High Tension Before the Fall – FEUILLETON

  • Elisabeth Einecke-Klövekorn 21.04.2026

High Tension Before the Fall
The dance solo festival returns to Bonn: “Shelling” celebrates its premiere at Theater im Ballsaal

A woman crouches, curled up near the back wall of an empty, sparsely lit room. Her black outfit resembles a combat suit, and her long gray hair covers her face. Again and again she tries to straighten up, but keeps running into imaginary boundaries. Is it a protective shell like that of a mussel, or a confining casing from which her body wants to break free? Quiet rhythmic sounds, like metal being struck, accompany this constant rising up and collapsing.

“Shelling” is the ambiguous title of the piece with which the widely acclaimed Israeli choreographer and dancer Yasmeen Godder appeared this weekend as part of the 9th International Bonn Dance Solo Festival at Theater im Ballsaal. The artist, born in Jerusalem in 1973 and raised in New York, founded her own company in Tel Aviv in 1999 and opened her studio for choreographic research and community-based dance productions in Jaffa in 2007.

As a freelance choreographer, she works internationally and has also worked in Berlin, where in 2018 she held a visiting professorship at the Institute for Theatre Studies at the Free University.

Godder’s interest lies in physical movement as a living archive of experiences and collective emotions.
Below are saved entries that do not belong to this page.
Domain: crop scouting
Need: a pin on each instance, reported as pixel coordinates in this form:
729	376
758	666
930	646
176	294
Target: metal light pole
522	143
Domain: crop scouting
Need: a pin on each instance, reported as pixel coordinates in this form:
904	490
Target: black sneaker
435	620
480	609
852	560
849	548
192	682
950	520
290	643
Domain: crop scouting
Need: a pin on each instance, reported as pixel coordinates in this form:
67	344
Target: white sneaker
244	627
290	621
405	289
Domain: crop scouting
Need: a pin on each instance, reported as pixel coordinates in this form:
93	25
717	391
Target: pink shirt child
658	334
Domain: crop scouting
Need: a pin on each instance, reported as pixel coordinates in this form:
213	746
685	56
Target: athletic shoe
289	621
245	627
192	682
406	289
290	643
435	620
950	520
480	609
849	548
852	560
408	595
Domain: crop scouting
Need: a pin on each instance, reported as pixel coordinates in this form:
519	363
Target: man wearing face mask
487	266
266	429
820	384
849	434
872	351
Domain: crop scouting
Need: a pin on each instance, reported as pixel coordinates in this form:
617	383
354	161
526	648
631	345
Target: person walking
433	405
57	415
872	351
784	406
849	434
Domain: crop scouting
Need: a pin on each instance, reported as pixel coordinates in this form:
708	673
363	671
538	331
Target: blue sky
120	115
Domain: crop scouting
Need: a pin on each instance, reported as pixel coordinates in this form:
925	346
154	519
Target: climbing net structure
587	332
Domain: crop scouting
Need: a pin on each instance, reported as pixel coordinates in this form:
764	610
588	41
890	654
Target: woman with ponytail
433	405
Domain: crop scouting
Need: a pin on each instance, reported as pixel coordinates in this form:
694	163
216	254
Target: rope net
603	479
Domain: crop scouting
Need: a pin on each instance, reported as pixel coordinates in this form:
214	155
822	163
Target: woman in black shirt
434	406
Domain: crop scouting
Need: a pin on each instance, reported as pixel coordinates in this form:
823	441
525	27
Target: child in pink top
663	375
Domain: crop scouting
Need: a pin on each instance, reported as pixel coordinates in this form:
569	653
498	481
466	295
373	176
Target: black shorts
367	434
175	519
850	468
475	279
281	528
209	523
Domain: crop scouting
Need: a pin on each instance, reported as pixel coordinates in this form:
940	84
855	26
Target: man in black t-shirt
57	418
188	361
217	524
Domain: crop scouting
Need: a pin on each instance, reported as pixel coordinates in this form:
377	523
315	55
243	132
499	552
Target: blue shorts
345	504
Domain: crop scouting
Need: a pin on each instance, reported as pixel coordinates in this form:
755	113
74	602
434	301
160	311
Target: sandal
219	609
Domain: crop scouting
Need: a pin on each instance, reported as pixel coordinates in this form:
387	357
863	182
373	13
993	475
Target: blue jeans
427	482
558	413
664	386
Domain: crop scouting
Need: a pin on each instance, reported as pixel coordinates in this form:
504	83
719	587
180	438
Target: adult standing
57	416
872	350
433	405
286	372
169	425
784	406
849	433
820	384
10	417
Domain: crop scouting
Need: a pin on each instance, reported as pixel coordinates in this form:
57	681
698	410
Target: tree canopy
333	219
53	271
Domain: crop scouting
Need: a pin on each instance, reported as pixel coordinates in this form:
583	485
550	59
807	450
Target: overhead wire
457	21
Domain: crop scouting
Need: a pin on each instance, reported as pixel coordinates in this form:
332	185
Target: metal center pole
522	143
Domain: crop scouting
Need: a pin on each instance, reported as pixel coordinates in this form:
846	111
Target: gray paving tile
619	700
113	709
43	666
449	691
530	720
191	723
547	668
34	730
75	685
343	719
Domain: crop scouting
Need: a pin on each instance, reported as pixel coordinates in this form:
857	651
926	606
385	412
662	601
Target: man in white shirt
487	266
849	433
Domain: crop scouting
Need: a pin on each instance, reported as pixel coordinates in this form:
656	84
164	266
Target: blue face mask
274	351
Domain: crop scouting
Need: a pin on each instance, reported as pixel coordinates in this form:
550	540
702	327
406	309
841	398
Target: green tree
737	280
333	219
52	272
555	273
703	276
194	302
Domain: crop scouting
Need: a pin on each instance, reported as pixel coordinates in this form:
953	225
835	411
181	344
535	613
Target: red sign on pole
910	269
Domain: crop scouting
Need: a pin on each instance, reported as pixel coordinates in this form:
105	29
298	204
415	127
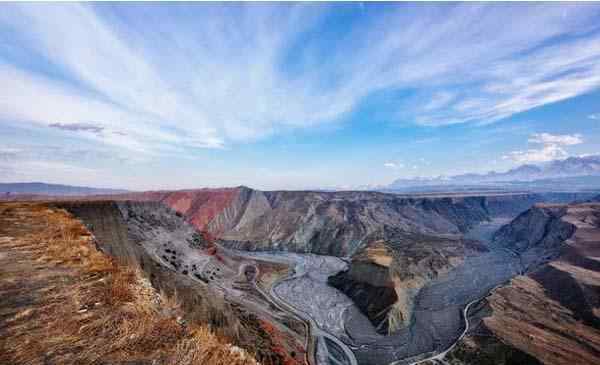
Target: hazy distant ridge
572	167
53	189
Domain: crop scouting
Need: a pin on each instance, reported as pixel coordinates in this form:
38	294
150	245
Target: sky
292	96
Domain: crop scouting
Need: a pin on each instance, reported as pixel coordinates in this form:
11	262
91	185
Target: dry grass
71	304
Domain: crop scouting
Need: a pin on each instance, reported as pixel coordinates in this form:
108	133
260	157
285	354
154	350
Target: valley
341	278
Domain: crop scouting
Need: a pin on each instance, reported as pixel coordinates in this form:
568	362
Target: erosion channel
287	297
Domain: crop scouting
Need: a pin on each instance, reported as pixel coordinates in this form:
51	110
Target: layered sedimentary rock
334	223
551	315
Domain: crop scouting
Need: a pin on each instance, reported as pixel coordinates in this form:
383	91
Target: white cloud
553	139
206	84
393	165
552	148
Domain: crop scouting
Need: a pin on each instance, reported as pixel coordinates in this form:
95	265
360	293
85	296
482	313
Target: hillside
552	313
64	302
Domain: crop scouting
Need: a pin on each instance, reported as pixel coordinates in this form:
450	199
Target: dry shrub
99	311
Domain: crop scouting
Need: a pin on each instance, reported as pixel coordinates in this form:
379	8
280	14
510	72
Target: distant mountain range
38	188
573	172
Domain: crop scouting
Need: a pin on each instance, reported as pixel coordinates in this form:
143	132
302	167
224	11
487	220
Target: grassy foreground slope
64	302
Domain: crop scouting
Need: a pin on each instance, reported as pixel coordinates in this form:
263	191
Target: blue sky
290	96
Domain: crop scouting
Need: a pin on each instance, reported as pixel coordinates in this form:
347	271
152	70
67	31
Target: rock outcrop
540	226
551	315
333	223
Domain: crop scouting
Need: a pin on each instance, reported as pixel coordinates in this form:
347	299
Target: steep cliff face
334	223
551	315
541	226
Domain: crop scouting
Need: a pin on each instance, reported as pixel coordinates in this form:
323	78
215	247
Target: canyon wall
551	313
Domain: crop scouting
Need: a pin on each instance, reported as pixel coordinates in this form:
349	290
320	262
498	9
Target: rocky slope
550	315
335	223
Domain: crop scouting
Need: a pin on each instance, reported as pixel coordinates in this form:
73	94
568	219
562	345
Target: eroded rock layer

However, her solo, which premiered in Bonn on Saturday, moves away from all forms of theatrical representation and narrative. Although as a viewer one cannot ignore the current situation in Israel, “Shelling” also means bombardment, shelling, and impact. The music becomes increasingly louder; bell tones blend into a monotonous droning. The dancer straightens up, but repeatedly falls backward to the ground. It is a constant alternation between breaking out of the imprisonment of the body in its personal vulnerability and instability, and reacting to invisible influences that prevent new unfolding.

For a brief moment, a door opens in the background, revealing a mysterious figure that immediately disappears again. For a moment, the dancer moves as if freed from external constraints in the spotlight, while wisps of fog drift in from the side. The military-style cargo pants are torn; the body appears both strong and defenseless at the same time. At the end, she sits with a fixed gaze in the center of the stage and, absorbed in herself, begins to sing a song.

Yasmeen Godder’s courageous performance illustrates nothing explicitly. Yet with her individual physical language, she moves in a constant state of high tension between uprising and collapse, outer shell and inner energy. The dialectic of constructive and destructive “shelling” becomes a sensual-physical event here. The audience responds with long, impressed applause to the highly concentrated performance. It is a stroke of luck that, despite all the difficulties with traveling from Israel, the dance solo festival—after opening on Friday at the Brotfabrik—was now also able to celebrate its opening at the Ballsaal.